Four of Nacon’s Studios Have Now Filed for Insolvency
Nacon’s financial crisis has now spread deeper into its studio network. After the French publisher itself entered judicial reorganisation earlier this month, 4 of its subsidiaries have now also filed for insolvency and requested judicial reorganisation proceedings: Spiders, Kylotonn, Cyanide, and Nacon Tech. The news was first widely picked up by Game Developer, while Nacon confirmed the filings in an official press release.
According to Nacon’s statement, all 4 entities filed with the Lille Métropole Commercial Court and requested the opening of judicial reorganisation proceedings in their favor. The company says this follows its own March 2 judicial reorganisation process, which was launched to stabilize operations, renegotiate debt, and protect employees while a restructuring plan is developed. Under French law, these proceedings can freeze pre existing liabilities during an observation period that may last up to 18 months.
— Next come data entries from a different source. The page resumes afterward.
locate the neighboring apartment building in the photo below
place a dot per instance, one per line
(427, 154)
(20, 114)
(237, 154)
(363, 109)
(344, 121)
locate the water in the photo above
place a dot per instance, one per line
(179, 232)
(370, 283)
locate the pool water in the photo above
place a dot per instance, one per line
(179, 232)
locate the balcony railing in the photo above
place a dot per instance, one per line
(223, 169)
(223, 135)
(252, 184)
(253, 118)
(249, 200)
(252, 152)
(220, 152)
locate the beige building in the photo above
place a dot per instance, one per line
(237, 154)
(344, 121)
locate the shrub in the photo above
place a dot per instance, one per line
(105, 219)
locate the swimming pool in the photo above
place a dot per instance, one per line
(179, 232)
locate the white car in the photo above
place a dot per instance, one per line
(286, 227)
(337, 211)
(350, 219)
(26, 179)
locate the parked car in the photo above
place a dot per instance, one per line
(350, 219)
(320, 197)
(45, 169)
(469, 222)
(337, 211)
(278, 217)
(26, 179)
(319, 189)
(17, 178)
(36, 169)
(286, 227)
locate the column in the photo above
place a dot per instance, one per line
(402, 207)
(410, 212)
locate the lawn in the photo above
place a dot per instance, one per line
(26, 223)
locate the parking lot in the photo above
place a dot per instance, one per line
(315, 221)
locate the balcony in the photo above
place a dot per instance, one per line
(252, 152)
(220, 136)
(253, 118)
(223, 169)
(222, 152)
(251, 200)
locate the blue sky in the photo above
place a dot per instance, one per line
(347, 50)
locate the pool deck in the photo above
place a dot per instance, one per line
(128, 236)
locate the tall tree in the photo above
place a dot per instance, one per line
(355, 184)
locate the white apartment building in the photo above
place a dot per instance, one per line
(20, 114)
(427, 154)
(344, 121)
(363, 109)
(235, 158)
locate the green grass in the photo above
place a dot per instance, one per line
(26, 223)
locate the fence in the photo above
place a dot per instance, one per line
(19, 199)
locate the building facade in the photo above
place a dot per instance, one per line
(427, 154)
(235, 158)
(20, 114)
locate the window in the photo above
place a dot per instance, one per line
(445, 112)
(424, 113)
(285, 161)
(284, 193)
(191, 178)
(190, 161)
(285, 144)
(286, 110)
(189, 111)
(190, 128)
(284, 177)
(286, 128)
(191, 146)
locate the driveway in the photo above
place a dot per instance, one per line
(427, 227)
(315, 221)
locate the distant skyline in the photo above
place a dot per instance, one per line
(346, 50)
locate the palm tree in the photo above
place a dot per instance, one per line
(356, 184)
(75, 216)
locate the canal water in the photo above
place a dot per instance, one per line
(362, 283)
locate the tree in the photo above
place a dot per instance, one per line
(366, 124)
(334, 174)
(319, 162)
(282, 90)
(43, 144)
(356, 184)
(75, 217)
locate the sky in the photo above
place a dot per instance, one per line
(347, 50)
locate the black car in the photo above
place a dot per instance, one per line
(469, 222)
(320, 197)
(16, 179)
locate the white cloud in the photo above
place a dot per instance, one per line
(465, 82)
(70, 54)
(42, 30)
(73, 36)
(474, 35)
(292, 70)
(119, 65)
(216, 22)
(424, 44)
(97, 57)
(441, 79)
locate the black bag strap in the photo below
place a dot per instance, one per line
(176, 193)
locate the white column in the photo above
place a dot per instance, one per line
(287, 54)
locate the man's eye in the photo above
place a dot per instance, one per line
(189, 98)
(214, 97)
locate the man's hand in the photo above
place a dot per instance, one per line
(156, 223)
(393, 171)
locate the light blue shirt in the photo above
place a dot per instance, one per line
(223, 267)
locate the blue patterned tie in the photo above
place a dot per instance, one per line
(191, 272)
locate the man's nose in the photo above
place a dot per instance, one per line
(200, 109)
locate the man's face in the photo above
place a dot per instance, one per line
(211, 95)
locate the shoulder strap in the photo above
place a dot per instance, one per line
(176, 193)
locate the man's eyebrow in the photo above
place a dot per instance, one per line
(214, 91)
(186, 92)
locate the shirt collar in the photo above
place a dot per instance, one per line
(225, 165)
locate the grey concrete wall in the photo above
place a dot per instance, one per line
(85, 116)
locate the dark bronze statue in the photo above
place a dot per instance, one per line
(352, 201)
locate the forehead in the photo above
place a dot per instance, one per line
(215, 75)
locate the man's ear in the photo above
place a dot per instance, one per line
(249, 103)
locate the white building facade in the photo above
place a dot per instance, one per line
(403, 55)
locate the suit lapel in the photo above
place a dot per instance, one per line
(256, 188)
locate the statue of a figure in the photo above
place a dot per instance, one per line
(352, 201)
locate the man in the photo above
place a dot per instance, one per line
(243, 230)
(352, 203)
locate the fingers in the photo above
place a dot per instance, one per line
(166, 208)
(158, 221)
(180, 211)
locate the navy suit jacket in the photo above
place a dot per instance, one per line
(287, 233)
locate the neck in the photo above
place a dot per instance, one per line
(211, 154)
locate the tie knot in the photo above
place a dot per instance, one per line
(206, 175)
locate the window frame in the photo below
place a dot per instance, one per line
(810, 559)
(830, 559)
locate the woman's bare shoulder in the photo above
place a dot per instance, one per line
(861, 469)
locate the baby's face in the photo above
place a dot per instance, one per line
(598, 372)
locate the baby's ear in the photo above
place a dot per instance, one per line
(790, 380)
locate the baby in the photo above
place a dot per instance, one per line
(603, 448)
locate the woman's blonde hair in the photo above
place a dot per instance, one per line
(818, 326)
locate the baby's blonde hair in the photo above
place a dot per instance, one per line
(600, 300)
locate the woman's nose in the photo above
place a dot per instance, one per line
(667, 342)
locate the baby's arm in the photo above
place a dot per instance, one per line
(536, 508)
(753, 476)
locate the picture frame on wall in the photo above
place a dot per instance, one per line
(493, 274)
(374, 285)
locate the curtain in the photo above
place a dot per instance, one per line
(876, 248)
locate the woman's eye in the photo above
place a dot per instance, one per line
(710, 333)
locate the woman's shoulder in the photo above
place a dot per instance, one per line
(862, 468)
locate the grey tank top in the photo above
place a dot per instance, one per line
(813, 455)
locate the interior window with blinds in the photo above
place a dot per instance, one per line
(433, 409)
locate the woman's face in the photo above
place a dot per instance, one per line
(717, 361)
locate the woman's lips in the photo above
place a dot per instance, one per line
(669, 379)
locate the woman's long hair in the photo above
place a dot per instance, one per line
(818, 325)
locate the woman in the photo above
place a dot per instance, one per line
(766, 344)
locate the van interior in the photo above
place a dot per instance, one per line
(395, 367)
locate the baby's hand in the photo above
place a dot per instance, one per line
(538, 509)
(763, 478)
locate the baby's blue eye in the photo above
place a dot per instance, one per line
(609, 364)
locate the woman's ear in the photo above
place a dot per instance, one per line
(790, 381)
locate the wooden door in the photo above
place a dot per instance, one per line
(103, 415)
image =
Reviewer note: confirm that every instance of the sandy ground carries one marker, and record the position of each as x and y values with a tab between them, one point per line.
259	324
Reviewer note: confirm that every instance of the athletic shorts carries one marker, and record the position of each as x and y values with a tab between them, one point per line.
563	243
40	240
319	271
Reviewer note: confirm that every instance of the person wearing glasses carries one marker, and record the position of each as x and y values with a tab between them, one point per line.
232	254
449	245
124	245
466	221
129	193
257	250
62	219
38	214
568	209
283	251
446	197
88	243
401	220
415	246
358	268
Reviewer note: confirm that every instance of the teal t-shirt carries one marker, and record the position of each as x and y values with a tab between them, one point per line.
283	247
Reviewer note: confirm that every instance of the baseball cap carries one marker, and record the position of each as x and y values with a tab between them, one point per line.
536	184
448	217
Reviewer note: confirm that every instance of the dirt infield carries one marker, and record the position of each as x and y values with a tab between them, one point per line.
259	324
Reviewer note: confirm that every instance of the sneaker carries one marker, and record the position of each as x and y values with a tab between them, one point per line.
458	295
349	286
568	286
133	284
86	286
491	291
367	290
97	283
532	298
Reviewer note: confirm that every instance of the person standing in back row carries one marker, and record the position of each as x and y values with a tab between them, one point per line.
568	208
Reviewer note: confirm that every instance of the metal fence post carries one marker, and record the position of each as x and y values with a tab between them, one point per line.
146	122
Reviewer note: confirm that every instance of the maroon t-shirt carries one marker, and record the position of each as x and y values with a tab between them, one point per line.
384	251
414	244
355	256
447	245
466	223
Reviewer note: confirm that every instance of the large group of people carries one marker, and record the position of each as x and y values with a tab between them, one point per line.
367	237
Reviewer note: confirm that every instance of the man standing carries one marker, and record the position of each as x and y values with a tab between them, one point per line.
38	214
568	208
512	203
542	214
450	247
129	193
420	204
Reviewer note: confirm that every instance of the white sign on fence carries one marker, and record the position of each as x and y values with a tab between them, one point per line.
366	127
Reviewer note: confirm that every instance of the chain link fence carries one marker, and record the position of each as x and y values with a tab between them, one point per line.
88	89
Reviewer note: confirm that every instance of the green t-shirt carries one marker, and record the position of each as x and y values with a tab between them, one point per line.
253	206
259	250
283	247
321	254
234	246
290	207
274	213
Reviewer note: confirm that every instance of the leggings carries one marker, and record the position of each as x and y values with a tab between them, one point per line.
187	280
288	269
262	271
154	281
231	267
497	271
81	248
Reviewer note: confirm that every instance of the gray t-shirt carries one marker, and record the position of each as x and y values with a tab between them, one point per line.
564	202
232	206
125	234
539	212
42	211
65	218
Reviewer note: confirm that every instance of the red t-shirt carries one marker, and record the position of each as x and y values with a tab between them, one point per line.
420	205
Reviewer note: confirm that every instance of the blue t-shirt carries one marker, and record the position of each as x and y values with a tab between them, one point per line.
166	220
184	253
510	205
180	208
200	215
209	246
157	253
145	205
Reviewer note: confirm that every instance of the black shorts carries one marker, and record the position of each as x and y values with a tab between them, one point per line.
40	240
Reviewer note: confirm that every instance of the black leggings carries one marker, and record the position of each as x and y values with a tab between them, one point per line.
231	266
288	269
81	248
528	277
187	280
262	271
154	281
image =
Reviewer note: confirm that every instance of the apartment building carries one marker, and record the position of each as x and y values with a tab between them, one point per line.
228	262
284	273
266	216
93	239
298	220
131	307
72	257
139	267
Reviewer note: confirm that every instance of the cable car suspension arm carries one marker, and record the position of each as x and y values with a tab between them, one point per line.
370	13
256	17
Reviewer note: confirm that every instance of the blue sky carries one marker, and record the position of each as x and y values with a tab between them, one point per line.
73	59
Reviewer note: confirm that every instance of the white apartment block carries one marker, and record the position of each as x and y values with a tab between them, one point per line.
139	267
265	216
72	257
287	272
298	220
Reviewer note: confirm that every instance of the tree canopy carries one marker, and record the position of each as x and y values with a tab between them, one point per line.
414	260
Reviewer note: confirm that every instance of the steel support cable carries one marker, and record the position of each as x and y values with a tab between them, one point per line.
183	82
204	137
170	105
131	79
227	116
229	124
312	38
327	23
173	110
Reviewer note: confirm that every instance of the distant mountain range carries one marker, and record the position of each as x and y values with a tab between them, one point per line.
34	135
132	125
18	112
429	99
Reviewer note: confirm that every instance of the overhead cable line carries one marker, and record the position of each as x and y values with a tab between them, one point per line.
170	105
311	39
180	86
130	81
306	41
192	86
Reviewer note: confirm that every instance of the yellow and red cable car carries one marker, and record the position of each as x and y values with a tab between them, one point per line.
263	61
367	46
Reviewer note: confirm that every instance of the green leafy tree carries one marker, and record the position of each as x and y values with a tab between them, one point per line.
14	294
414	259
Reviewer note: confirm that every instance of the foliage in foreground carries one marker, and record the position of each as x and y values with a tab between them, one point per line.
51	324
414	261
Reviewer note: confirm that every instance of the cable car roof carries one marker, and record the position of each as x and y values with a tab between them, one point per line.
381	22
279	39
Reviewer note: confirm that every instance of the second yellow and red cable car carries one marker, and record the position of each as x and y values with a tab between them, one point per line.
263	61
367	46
The implications are serious because the affected companies are not marginal parts of Nacon’s development network. Spiders is best known for the GreedFall series, Kylotonn has been heavily associated with racing titles such as Test Drive Unlimited Solar Crown, and Cyanide has long worked on projects including Styx and Blood Bowl. Nacon Tech, while not a game studio in the traditional sense, is an internal motion capture company tied to the publisher’s production pipeline.
Right now, Nacon has not offered any detailed public update on the future of those teams or their project roadmaps beyond confirming the filings. That leaves a cloud of uncertainty over upcoming and ongoing releases tied directly or indirectly to these subsidiaries. One of the most immediate question marks is Cthulhu: The Cosmic Abyss. While its developer Big Bad Wolf is not one of the 4 entities named in Nacon’s statement, it is linked to Cyanide, which means the broader instability surrounding Nacon’s group structure could still affect confidence around the game’s release path. This is an inference based on the corporate linkage and the current restructuring context, not a formal cancellation notice.
The broader picture now is that Nacon’s troubles are no longer confined to publisher level balance sheet stress. This has become a group wide restructuring event affecting major internal teams that sit at the heart of its AA publishing model. Whether judicial reorganisation ultimately protects these studios or simply delays harsher outcomes is still unknown, but for now, the company’s development network is clearly under far heavier pressure than it was just a few weeks ago.
Do you think Nacon can still stabilize through judicial reorganisation, or does this now look like the kind of publisher crisis that will reshape its studio lineup for years?